• Michel Chlastacz

Pourquoi et comment "déboulonner" le statut cheminot

Le statut des cheminots est-il l’obstacle au développement de la SNCF et, plus largement, du secteur ferroviaire ? Le gouvernement en est convaincu. Un pré-supposé que résumait le Premier ministre le 26 février dernier en estimant que « le statut à la SNCF est particulièrement rigide. Or, le monde change, la SNCF doit changer aussi. Face à ses concurrents, la SNCF est la seule à recruter au statut ».

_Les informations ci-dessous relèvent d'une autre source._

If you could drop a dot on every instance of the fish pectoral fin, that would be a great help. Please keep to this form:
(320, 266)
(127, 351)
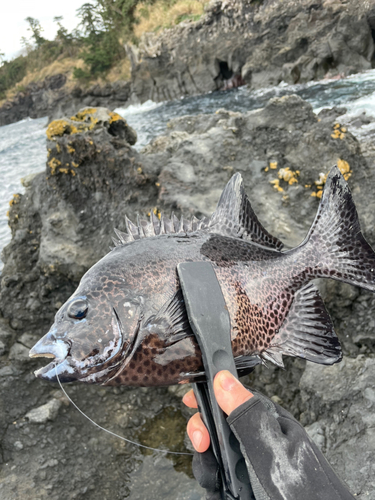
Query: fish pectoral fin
(235, 217)
(172, 320)
(307, 331)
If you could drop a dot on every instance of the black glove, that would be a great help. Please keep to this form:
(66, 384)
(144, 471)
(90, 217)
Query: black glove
(206, 472)
(281, 459)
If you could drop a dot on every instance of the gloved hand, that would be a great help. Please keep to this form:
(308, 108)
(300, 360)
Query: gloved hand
(230, 394)
(281, 460)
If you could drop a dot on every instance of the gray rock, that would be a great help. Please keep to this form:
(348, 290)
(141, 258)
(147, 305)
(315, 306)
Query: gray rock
(257, 43)
(19, 352)
(343, 398)
(44, 413)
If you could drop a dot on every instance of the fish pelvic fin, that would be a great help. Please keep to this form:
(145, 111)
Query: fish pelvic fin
(336, 237)
(235, 217)
(307, 332)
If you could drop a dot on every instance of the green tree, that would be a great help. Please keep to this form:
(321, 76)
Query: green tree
(36, 30)
(63, 36)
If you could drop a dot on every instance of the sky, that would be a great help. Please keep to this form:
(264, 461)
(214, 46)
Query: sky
(13, 25)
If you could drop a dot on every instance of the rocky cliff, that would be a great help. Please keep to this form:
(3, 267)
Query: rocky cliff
(257, 43)
(236, 42)
(64, 223)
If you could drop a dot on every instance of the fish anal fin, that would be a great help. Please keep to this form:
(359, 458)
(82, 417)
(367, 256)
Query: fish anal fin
(273, 355)
(307, 331)
(235, 217)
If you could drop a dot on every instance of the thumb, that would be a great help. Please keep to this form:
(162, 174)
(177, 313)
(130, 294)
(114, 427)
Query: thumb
(229, 391)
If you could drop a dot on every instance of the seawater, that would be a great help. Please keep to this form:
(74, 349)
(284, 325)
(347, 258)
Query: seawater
(23, 144)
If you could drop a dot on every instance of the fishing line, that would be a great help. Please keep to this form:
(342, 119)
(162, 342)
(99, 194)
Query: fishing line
(113, 433)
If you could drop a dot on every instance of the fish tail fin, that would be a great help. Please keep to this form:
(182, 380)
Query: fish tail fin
(336, 238)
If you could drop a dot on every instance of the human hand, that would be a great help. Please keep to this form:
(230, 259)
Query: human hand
(230, 394)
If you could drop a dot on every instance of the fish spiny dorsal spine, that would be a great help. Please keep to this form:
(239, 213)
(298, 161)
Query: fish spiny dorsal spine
(155, 227)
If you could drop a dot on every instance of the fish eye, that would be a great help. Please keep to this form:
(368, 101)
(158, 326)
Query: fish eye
(78, 309)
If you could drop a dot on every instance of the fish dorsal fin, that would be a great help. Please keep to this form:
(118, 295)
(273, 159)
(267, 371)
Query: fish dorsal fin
(307, 332)
(156, 226)
(235, 217)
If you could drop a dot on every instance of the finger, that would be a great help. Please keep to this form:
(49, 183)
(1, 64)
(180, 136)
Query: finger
(189, 399)
(229, 391)
(198, 433)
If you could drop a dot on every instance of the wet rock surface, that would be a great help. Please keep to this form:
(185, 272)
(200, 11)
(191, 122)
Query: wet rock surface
(235, 42)
(54, 98)
(63, 224)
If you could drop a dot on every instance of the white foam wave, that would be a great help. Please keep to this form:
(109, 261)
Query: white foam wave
(135, 109)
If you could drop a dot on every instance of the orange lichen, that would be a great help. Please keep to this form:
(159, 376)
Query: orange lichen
(16, 199)
(338, 132)
(276, 185)
(288, 175)
(114, 117)
(322, 180)
(83, 113)
(53, 164)
(317, 194)
(344, 168)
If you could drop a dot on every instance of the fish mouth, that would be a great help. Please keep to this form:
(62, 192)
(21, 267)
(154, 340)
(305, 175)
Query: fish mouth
(50, 347)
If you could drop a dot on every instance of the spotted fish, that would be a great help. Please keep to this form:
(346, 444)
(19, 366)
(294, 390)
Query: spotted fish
(126, 324)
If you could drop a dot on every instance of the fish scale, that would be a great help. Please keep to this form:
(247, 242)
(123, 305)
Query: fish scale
(126, 324)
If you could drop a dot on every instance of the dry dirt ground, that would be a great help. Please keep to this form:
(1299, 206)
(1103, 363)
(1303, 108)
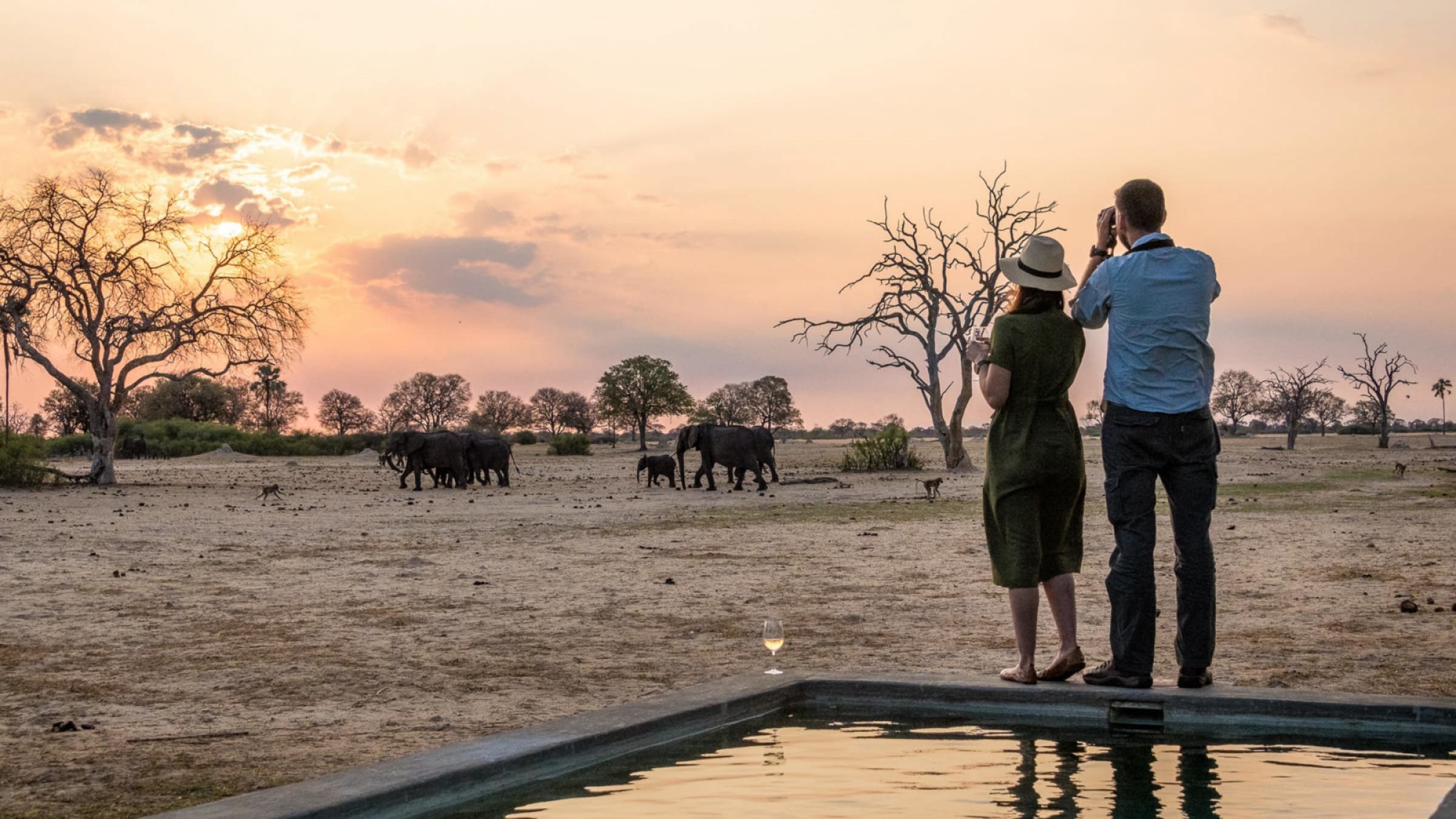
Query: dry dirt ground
(353, 621)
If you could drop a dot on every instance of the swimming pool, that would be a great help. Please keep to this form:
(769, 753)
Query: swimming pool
(812, 766)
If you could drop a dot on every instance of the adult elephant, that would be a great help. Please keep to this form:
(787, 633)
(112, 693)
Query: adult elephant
(485, 454)
(428, 452)
(736, 448)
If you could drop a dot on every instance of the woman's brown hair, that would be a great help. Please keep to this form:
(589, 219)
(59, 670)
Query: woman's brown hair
(1034, 301)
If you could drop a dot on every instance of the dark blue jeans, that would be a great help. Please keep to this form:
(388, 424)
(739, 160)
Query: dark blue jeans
(1183, 452)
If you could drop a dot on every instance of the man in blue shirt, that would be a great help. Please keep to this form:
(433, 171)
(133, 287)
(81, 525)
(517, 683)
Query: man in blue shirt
(1156, 426)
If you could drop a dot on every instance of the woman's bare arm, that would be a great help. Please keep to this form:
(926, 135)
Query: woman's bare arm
(995, 382)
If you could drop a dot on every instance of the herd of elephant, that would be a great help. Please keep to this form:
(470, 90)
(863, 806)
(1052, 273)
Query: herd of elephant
(455, 459)
(459, 459)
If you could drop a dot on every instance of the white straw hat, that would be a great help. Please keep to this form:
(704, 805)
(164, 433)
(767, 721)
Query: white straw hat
(1040, 266)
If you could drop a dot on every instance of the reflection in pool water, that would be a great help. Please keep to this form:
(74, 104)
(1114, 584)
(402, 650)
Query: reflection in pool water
(826, 769)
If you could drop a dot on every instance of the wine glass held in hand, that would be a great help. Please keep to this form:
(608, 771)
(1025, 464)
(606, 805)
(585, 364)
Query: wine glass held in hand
(772, 640)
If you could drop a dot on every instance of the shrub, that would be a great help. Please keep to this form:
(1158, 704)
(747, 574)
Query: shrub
(21, 461)
(76, 445)
(887, 450)
(570, 443)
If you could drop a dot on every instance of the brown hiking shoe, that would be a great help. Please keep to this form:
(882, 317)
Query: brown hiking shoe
(1107, 673)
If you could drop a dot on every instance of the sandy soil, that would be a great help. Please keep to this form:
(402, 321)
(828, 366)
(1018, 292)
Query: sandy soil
(354, 621)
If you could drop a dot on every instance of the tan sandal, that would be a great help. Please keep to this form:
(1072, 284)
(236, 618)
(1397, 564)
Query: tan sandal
(1017, 675)
(1065, 668)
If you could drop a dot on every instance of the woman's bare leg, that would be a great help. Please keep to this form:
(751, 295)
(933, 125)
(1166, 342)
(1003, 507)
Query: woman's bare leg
(1024, 624)
(1062, 598)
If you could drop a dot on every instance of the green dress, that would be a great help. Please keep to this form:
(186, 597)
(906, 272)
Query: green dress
(1036, 480)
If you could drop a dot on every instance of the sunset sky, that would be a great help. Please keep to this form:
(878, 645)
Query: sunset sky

Le statut serait donc à l’origine de ce … statu quo qui « n’est pas une option. Parce que c’est le statu quo qui menace le service public ». Nécessité du changement et exemples extérieurs inciteraient à s’en débarrasser.

Qu’en est-il vraiment ? Sa « rigidité » officiellement dénoncée tient aussi bien à la garantie de l’emploi et du déroulement de carrière, qu’à l’âge officiel de départ en retraite, fixée 52 ans pour les « roulants » et à 57 ans pour les « sédentaires » (en réalité 53,5 et 57,5 ans en moyenne). Il tient aussi au calcul de cette retraite à partir du niveau des six derniers mois d’activité. Il faut y ajouter les « facilités de circulation » qui sont offertes au cheminot et à sa famille.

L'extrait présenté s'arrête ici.